Adam felt a rush of emotion coming on.
Fought against it.
"How long does she have?"
Jenny just shook her head. "Go be with her."
Adam turned away from her, stared down at his wife lying on the helipad, stroking Daniella's head with her fingers. He had never been more scared, including the previous hour.
He walked back over to his family, sat down beside his wife.
"She's beautiful," Stacie said.
"She looks like you. Your eyes for sure."
Clayton and Bolton were muscling another unit toward the door, metal scraping against concrete. Thought he could hear inhuman screaming echoing from inside the hospital.
He laid his hand against his wife's forehead--cool and sweaty.
Closed his eyes. Prayed harder than he'd ever prayed in his life.
"I'm so cold, Adam."
He started unbuttoning his black shirt.
"I hope you won't lose your faith over this."
He wondered if she meant her death, if she knew it was imminent, or everything else.
"Of course not," he said, wondering if he was lying to her.
Stacie looked down into the face of her daughter, and as Adam pulled his arms out of his shirtsleeves and laid it across Stacie's chest, she said, "You'll tell her about me?"
"Stacie, stop, you're gonna be--"
"I know what's happening," she said.
He could barely get the words out. "Every day, darling. Every day. I love you, Stacie.
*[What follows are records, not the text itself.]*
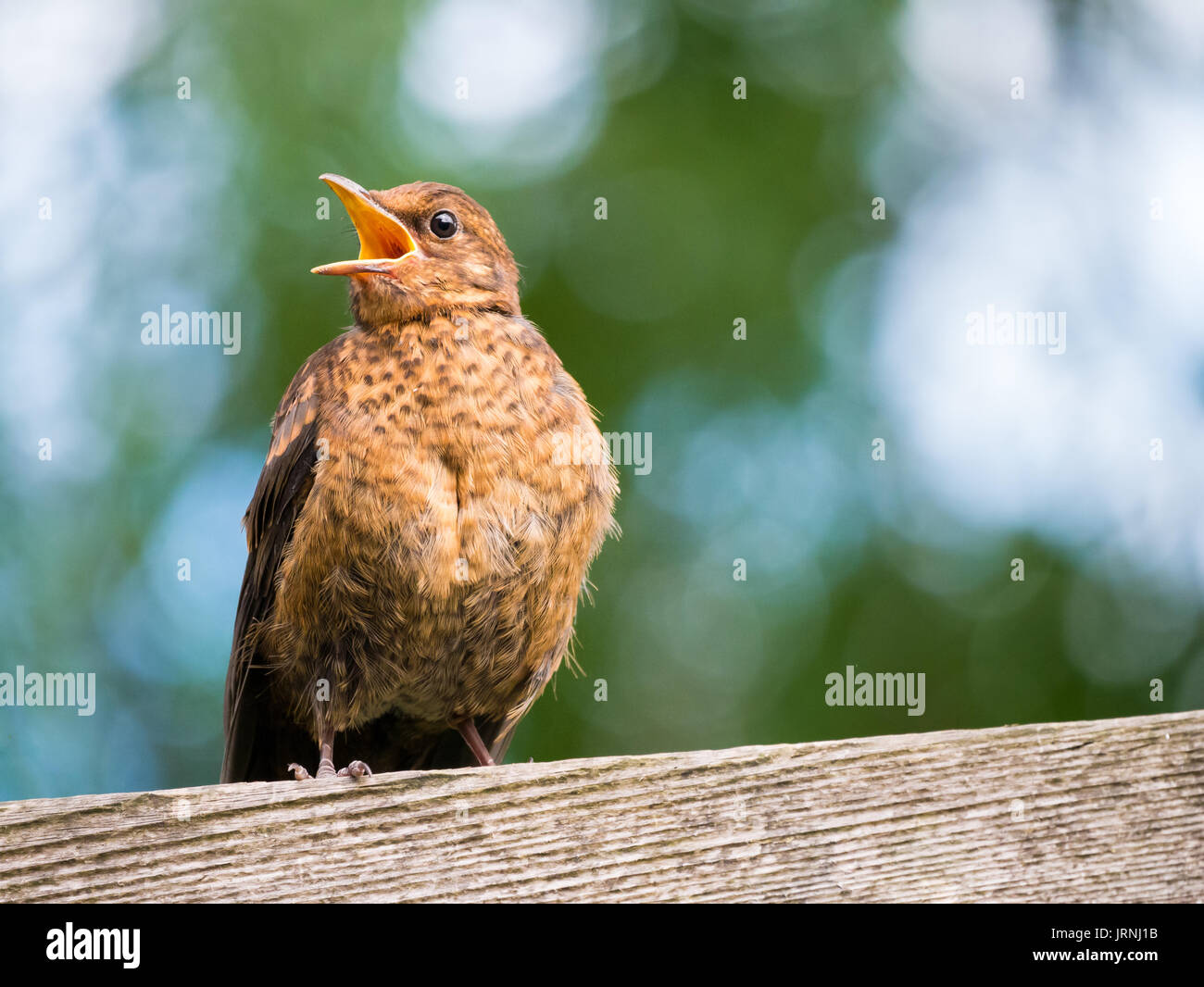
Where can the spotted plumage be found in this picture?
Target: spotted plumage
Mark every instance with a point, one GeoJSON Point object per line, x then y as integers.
{"type": "Point", "coordinates": [420, 533]}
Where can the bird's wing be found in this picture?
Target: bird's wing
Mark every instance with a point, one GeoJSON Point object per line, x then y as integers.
{"type": "Point", "coordinates": [278, 498]}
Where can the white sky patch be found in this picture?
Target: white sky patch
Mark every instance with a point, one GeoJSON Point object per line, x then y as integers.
{"type": "Point", "coordinates": [1047, 208]}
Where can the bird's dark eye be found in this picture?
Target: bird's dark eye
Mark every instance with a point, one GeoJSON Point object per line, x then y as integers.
{"type": "Point", "coordinates": [445, 224]}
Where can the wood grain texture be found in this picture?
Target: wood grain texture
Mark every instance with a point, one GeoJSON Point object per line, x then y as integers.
{"type": "Point", "coordinates": [1108, 810]}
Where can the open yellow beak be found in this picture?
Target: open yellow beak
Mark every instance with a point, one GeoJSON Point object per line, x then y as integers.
{"type": "Point", "coordinates": [384, 240]}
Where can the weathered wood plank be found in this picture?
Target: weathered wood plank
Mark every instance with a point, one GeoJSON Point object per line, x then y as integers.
{"type": "Point", "coordinates": [1108, 810]}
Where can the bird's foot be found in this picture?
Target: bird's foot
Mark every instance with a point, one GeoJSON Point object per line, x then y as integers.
{"type": "Point", "coordinates": [326, 769]}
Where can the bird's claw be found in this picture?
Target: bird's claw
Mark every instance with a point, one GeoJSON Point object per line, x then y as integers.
{"type": "Point", "coordinates": [326, 769]}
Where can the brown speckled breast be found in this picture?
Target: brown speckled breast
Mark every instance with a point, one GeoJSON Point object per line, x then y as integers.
{"type": "Point", "coordinates": [436, 565]}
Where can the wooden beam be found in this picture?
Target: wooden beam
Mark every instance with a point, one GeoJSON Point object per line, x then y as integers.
{"type": "Point", "coordinates": [1108, 810]}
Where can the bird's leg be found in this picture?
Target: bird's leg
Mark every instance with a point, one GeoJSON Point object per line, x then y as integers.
{"type": "Point", "coordinates": [468, 729]}
{"type": "Point", "coordinates": [325, 754]}
{"type": "Point", "coordinates": [326, 761]}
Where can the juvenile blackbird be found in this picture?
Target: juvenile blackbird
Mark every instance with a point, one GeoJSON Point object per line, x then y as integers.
{"type": "Point", "coordinates": [433, 494]}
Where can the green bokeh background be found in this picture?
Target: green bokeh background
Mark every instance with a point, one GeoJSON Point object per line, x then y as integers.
{"type": "Point", "coordinates": [718, 208]}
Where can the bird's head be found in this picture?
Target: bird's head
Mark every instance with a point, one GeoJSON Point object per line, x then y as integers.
{"type": "Point", "coordinates": [425, 249]}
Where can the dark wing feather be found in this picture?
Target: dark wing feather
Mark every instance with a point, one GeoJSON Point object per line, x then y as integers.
{"type": "Point", "coordinates": [252, 735]}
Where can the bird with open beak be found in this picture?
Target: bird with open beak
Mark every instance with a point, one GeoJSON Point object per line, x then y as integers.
{"type": "Point", "coordinates": [433, 494]}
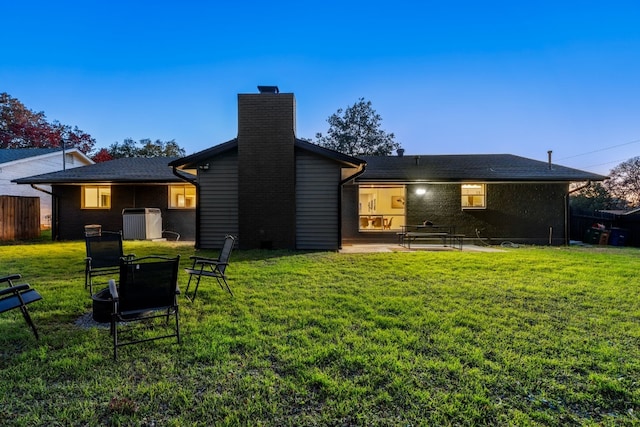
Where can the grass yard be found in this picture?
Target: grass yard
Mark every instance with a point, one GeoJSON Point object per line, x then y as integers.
{"type": "Point", "coordinates": [529, 336]}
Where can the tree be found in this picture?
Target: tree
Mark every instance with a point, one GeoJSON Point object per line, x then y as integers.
{"type": "Point", "coordinates": [148, 148]}
{"type": "Point", "coordinates": [23, 128]}
{"type": "Point", "coordinates": [356, 131]}
{"type": "Point", "coordinates": [102, 156]}
{"type": "Point", "coordinates": [592, 198]}
{"type": "Point", "coordinates": [624, 182]}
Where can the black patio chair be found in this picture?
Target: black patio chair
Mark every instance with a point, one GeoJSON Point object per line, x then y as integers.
{"type": "Point", "coordinates": [211, 267]}
{"type": "Point", "coordinates": [18, 296]}
{"type": "Point", "coordinates": [104, 251]}
{"type": "Point", "coordinates": [147, 290]}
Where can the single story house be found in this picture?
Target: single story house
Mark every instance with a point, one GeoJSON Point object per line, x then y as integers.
{"type": "Point", "coordinates": [22, 162]}
{"type": "Point", "coordinates": [274, 190]}
{"type": "Point", "coordinates": [99, 193]}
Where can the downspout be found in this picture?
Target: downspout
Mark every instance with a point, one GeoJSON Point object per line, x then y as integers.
{"type": "Point", "coordinates": [343, 182]}
{"type": "Point", "coordinates": [195, 182]}
{"type": "Point", "coordinates": [566, 211]}
{"type": "Point", "coordinates": [54, 200]}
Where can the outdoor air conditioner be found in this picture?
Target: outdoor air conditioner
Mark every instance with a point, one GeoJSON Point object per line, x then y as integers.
{"type": "Point", "coordinates": [141, 224]}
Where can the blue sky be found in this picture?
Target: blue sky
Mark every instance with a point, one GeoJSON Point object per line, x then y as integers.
{"type": "Point", "coordinates": [456, 77]}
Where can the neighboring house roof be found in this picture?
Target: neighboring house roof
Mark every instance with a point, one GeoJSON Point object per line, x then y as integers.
{"type": "Point", "coordinates": [202, 156]}
{"type": "Point", "coordinates": [10, 155]}
{"type": "Point", "coordinates": [124, 170]}
{"type": "Point", "coordinates": [467, 167]}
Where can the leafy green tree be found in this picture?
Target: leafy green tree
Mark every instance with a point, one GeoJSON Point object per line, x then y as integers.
{"type": "Point", "coordinates": [145, 148]}
{"type": "Point", "coordinates": [356, 131]}
{"type": "Point", "coordinates": [624, 182]}
{"type": "Point", "coordinates": [21, 127]}
{"type": "Point", "coordinates": [593, 198]}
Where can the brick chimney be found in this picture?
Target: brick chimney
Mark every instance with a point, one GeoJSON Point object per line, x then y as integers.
{"type": "Point", "coordinates": [266, 169]}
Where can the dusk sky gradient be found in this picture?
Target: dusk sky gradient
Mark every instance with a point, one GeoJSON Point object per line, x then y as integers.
{"type": "Point", "coordinates": [454, 77]}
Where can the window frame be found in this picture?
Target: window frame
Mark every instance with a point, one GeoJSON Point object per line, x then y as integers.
{"type": "Point", "coordinates": [185, 197]}
{"type": "Point", "coordinates": [386, 212]}
{"type": "Point", "coordinates": [482, 195]}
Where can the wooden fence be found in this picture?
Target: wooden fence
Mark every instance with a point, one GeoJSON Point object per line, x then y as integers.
{"type": "Point", "coordinates": [19, 218]}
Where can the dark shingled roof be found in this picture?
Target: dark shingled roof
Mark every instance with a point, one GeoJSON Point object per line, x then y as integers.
{"type": "Point", "coordinates": [467, 167]}
{"type": "Point", "coordinates": [12, 154]}
{"type": "Point", "coordinates": [202, 156]}
{"type": "Point", "coordinates": [125, 170]}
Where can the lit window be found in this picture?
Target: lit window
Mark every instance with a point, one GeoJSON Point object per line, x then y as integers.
{"type": "Point", "coordinates": [96, 197]}
{"type": "Point", "coordinates": [182, 197]}
{"type": "Point", "coordinates": [474, 196]}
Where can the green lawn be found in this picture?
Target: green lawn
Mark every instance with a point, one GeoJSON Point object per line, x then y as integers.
{"type": "Point", "coordinates": [529, 336]}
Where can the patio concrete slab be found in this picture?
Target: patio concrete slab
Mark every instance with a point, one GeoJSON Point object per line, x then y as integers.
{"type": "Point", "coordinates": [390, 247]}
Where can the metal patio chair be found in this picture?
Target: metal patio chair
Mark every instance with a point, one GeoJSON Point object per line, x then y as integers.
{"type": "Point", "coordinates": [211, 267]}
{"type": "Point", "coordinates": [147, 290]}
{"type": "Point", "coordinates": [104, 251]}
{"type": "Point", "coordinates": [18, 296]}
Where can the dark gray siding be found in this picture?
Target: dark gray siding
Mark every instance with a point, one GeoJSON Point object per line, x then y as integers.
{"type": "Point", "coordinates": [218, 200]}
{"type": "Point", "coordinates": [317, 201]}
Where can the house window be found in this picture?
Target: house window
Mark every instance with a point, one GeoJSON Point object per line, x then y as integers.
{"type": "Point", "coordinates": [96, 197]}
{"type": "Point", "coordinates": [474, 196]}
{"type": "Point", "coordinates": [182, 197]}
{"type": "Point", "coordinates": [381, 207]}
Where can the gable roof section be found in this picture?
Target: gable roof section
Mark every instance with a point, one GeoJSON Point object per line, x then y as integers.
{"type": "Point", "coordinates": [467, 167]}
{"type": "Point", "coordinates": [124, 170]}
{"type": "Point", "coordinates": [10, 155]}
{"type": "Point", "coordinates": [202, 156]}
{"type": "Point", "coordinates": [191, 161]}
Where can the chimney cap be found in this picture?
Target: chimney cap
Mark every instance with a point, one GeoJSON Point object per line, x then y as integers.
{"type": "Point", "coordinates": [268, 89]}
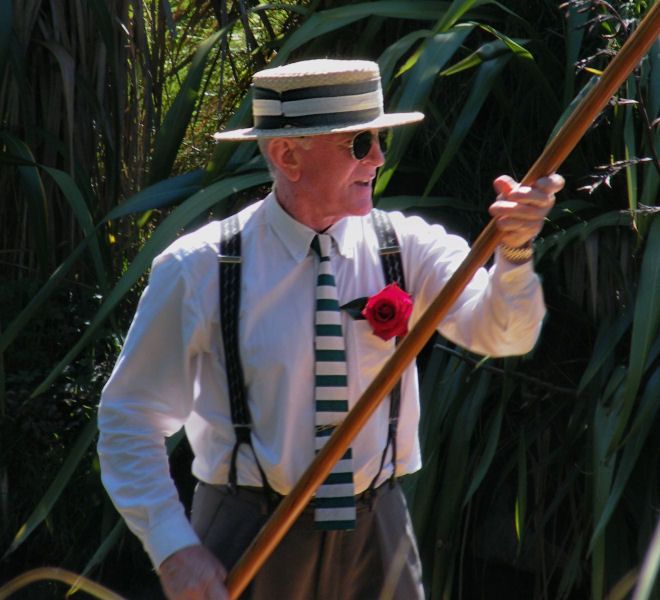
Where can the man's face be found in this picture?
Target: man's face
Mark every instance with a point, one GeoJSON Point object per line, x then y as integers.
{"type": "Point", "coordinates": [336, 182]}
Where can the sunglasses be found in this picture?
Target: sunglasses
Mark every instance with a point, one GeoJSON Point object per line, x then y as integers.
{"type": "Point", "coordinates": [361, 144]}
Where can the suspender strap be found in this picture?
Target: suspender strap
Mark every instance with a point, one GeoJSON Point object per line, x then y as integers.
{"type": "Point", "coordinates": [229, 263]}
{"type": "Point", "coordinates": [390, 256]}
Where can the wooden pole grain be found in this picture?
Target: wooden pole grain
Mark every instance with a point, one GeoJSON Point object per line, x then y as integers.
{"type": "Point", "coordinates": [551, 158]}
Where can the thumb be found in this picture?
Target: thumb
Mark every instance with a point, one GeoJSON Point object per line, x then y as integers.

I love you so much." Tears streamed down his face.
Her eyes were going glassy, filling slowly with a kind of stunned emptiness.
"Stacie! Do you hear me?"
She turned her head, and stared up into his eyes, one last and fading beat of lucidity.
"I know you love me, Adam," she whispered. "You know I love you?"
He nodded.
"I'm scared, Adam."
He laid down beside his wife as the demons started beating against the door, their faces turned toward each other, staring into Stacie's eyes as the life inside them drained away.